When I heard these words, I thought to myself:

“Be grateful for something that causes me pain and impairment? You can’t be serious?”

When I decided to train to become a yoga teacher, I was fit, strong and dying to push myself further in my own practice.

I thought I would become a great teacher by learning more theory and doing better, harder postures.

Turns out, I was on the wrong track entirely.

I’ve always been a bit of a class-pet.

I did well at school. I was smart. I picked things up quickly and I knew how to perform. As I got older, it got a bit harder and I came across things that didn’t put me at the “top of the class.”

This really irked me.

(In fact, several times, I quit something I was perfectly good at and otherwise enjoyed.)

I stopped playing hockey at school when I missed the try-out day and was automatically bumped down to the “D-team.” I couldn’t stomach that, so I quit.

I dropped Biology in high-school because I got a C. Not a very useful attitude for real-life (something I had no idea about at the time).

Not being an “achiever” (and even more than that, not being recognised as one), was a scary thing for me.

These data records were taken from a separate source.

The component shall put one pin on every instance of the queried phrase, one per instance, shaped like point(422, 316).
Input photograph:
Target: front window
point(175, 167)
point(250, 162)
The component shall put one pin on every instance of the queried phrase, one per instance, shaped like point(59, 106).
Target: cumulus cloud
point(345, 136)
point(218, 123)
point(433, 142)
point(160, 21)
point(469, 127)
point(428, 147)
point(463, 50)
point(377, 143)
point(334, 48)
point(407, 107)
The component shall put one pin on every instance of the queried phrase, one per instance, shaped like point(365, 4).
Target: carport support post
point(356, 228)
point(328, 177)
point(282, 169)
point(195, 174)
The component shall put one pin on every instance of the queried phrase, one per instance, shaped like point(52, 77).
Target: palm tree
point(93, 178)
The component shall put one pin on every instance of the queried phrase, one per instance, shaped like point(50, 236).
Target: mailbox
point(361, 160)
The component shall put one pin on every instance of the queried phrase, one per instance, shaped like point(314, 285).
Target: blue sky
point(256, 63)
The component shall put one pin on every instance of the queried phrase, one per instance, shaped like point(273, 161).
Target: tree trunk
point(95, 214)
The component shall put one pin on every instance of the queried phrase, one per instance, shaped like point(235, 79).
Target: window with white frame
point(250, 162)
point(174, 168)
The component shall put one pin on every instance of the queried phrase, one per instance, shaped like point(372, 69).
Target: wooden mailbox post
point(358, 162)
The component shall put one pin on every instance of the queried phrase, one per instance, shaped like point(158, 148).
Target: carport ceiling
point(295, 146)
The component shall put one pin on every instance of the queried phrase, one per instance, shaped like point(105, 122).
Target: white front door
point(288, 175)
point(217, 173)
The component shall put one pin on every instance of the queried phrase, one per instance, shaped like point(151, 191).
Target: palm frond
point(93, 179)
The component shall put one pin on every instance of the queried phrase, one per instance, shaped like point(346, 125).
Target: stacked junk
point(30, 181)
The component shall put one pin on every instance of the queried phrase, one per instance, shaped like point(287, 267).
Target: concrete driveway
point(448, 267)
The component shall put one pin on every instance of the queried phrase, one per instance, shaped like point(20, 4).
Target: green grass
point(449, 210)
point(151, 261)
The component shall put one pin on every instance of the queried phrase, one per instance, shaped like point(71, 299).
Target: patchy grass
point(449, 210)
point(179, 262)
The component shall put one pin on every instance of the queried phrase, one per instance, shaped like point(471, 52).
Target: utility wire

The grown-up me knows better now, but I suppose there is still a part of me that wants that recognition. That gold star on the forehead that I loved so much as a little girl.

So, a few weeks into my yoga teaching course, I sprained my ankle pretty badly. I couldn’t do most of the things we practiced in class and I certainly couldn’t do them “better” than anyone else.

I tried to express (moaned about) this to my teacher. This was when she told me it was all really a blessing.

By then, I’d hung out with enough yoga people to know in theory what she meant, but the straight A’s, top of the class, “destined-for-success” little girl inside me didn’t want to hear it.

I smiled knowingly and agreed anyway. Deep down, I didn’t really buy into the whole idea that this irritating sore ankle was going to help me in any way.

You become better by doing better, right?

Years later, I’m still learning that this is wrong.

A little further into my teaching course, I found out that I was pregnant. As happy as I was about it, I remember my frustration at having to opt for the “preggy” modifications in training.

My dream was to be a rock star yoga teacher and as far as I could tell this wasn’t helping me get there at all.

But I stuck with it because one thing that comes from being a perfectionist with an over-achiever complex is that you don’t know how to give up.

And after a while, probably because fighting it was too tiring, I finally started to relax. I started to accept the niggling ankle and the growing belly.

I had to work around them and so I did.

And I found that I did get better.

I got better at adapting.

I got better at teaching because I couldn’t demonstrate.

I got better at being empathetic when someone found a posture difficult because I knew what that felt like.

I got better at getting inside my own body and feeling rather than thinking my way through.

A little while after having my son I started practising again. After a few months, I tried headstand. I’d never been able to do it free-standing before, but I floated up there in the middle of the room and I did it.

Because I knew myself better, my centre had shifted and deepened. I was present in my own body and a bit less in my head which meant that I could finally balance on it.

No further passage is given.